それぞれに対して、観るに至るまでの経緯と観た感想を書こうと思ったのだが、一つ目を書いた時点でかなりの分量になってしまったので、一つ目を書いて切ることにした。
『ミツコ感覚』(2011年)
経緯。
ある日、たまたまテレビをつけたら『深夜食堂3』というのがやっていた。
1話完結の30分ドラマ、観たのは第三話だったらしい。
その中で登場した里見けい役の石橋けいという女優さんにぐっときたことにより、観ている間からスマホでサクッとその人と出演作品を調べる。
たどりついたのが、出演作品のひとつである『ミツコ感覚』だった。
これは観るしかない。
感想。
あらすじが知りたい人は公式ページのあらすじを見て欲しいが、これはもう内容に触れてしまっているので僕自身は「作品を見る前に観なくてよかった」と思っている。
まず、観始めてすぐ、作品の中の世界で起こる出来事ひとつひとつと(我々多くの人にとっての)日常とのズレ、セリフひとつひとつの違和感に置いていかれそうになり、地に足がつかないようなふわっとした感覚にさいなまれた。
なんだろうこの世界観は、と、僕は実際に手で頭を抱えながら観ていた。
斜に構えて、半笑いで、なんだこれ、と思って観ていた。
変な脚本に変なキャスティングでシュールな仕上がりにして、観ている人を混乱させ、シュールな作品が好きな人が、シュールだからという理由で「良い」という評価をする。
そういう映画。
途中までは、そういう感じかなあと思って観ていた。
でも、なんだろう、中盤くらいからすごく真剣に見入ってしまって、
それぞれの登場人物の置かれた状況がそれぞれにどうしようもなくて、
そしてそれぞれの内面というか感情をえげつなく表現した役者さんの演技が生々しくて、自分の中で妙に現実味を帯びて迫ってくる。
普段の生活ではなかなか行きつかない、でも過去に姿形は違えど出会ったことのあるような結構嫌な感情を揺さぶられて、つらい。
そうなってしまったが最後、各人のセリフの一言一言でいろいろと考えてしまって、「これ観てなんかここまでいろいろ考えこんでしまう人っているのかな」とさえ。
一回観たあと数日おいて、もう一回観た。
展開を知っているとさらに一つ一つのしぐさや間、目、会話と回想に質量が増し、しっかり作ってあるなーなんて思いつつ、受け止めるのが重い。
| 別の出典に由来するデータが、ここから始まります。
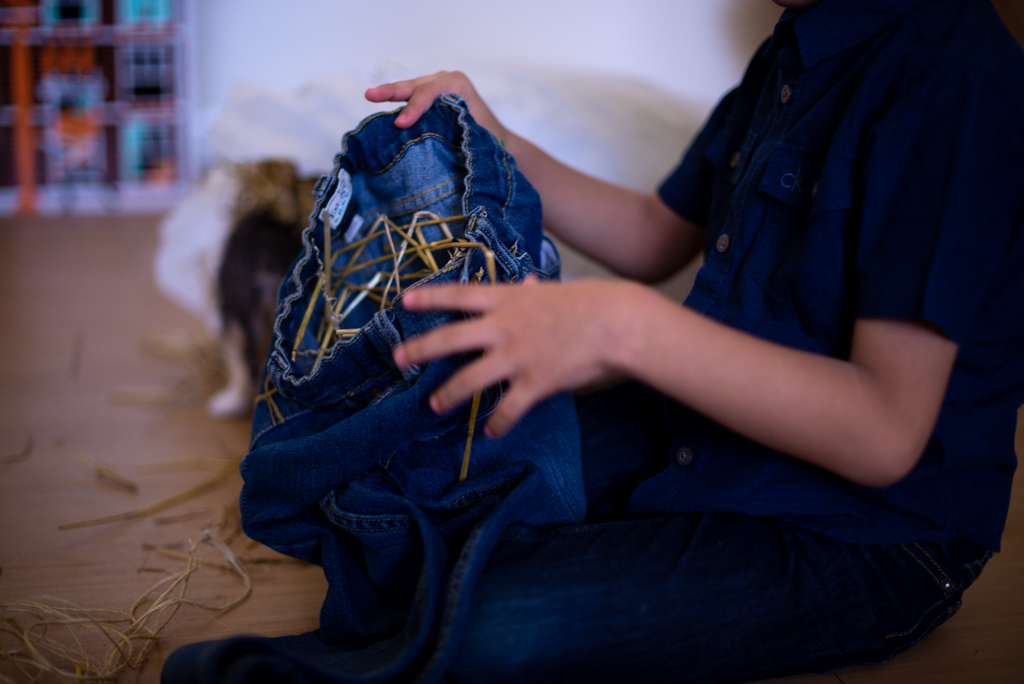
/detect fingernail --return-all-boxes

そうやって針が大きく振れたことをもって、僕は「良かった」と評価をします。
観た後気になって、ネットでの評判を観たりしたけれど、書いてある感想にはあまり共感できなくて、
そんな安い映画じゃないだろうに、と思うんだけども、
一方でもちろん、これはあくまで僕のケースであって、多分「変な映画」って思うだけなんじゃないかな、とも思ったりもします。
最後に、石橋けいさんはとてもよかったです。ぐっときました。